エイズ:科学政策が重要である理由を示す好例

ムベキ大統領はマント・チャバララ=ムシマン保健大臣も任命した。彼女は、エイズ患者の健康回復にはアフリカ産のジャガイモとニンニクだけで十分だと発表し、世界中の医療従事者を激怒させた。かつて管理していた複数の病院で患者のベッドサイドで窃盗行為を働いたとして解雇され、自身の肝臓移植手術を祝って酒を飲んだことのある保健大臣なら、当然のことと言えるかもしれない。

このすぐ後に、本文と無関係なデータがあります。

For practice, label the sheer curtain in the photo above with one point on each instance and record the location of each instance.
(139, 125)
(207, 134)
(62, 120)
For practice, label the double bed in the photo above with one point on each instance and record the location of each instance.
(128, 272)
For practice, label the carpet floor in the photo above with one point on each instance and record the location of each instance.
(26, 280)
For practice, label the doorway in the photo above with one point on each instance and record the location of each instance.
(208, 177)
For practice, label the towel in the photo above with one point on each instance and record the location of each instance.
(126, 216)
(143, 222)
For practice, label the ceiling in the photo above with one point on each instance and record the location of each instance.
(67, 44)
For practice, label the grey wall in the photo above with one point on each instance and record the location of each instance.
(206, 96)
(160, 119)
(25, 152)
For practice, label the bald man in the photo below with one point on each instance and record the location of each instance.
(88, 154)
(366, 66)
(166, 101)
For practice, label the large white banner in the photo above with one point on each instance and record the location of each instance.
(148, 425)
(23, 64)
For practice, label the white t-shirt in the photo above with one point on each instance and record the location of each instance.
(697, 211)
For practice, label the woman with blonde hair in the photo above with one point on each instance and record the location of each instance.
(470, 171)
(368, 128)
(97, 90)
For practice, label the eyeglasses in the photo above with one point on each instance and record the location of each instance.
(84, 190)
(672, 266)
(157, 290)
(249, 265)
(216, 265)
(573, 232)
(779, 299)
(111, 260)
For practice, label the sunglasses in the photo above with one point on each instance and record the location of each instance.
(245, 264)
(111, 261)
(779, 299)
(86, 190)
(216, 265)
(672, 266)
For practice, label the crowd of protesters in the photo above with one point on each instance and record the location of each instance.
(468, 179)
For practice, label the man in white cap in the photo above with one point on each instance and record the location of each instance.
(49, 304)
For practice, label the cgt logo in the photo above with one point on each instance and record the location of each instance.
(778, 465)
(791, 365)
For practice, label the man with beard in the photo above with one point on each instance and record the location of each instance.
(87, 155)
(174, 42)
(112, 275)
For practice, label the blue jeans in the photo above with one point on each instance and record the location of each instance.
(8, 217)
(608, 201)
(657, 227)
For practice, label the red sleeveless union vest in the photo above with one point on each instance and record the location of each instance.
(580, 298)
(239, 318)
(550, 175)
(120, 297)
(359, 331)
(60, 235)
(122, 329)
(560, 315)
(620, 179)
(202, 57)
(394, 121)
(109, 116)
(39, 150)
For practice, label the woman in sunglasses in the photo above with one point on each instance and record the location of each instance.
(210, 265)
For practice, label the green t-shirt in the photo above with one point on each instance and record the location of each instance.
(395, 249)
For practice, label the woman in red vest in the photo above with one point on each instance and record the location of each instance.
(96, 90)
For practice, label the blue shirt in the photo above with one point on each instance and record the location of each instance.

先月、後天性免疫不全症候群ジャーナルに掲載された記事(本日のニューヨークタイムズでも続報あり)によると、ムベキ氏の疑似科学的な政策によって、2000年以降36万5000人が早期に死亡したと推定されている。これは、政府が効果的な科学と健康政策の助言を受けることがなぜ重要かを示す痛ましい教訓となるはずだ。

こうしたアドバイスは、世界保健機関(WHO)の記事を掲載しているランセット誌オンライン版に掲載されています。WHOは、HIV/AIDSによる死亡率を10年以内に1000人に1人に、また50年以内にHIV/AIDS全体の発症率を1%にまで低下させる戦略を提案しています。この戦略は、普遍的検査(Universal Testing)を軸としており、成人は毎年HIV検査を受け、ウイルス保有者全員に抗レトロウイルス療法を提供します。  

著者らが用いた数理モデルによれば、この戦略は、流行の様相を、住民全体にわたる継続的な新規感染から転換させるだろう。死亡率が低下するにつれて、リスクの高い集団をより効果的に標的とすることができるようになる。

もちろん、この計画は決して安価とは言えません。10年間で400億ドルから500億ドルの費用が見積もられています。しかし、2007年にはアフリカでエイズ対策に100億ドルが費やされたため、流行が収束し支出が減少し始めると、この計画は長期的には費用削減につながるでしょう。さらに、対策を講じないことで生じる生産性の低下、早期死亡、そして経済的困窮の継続といったコストは、この金額をはるかに上回るでしょう。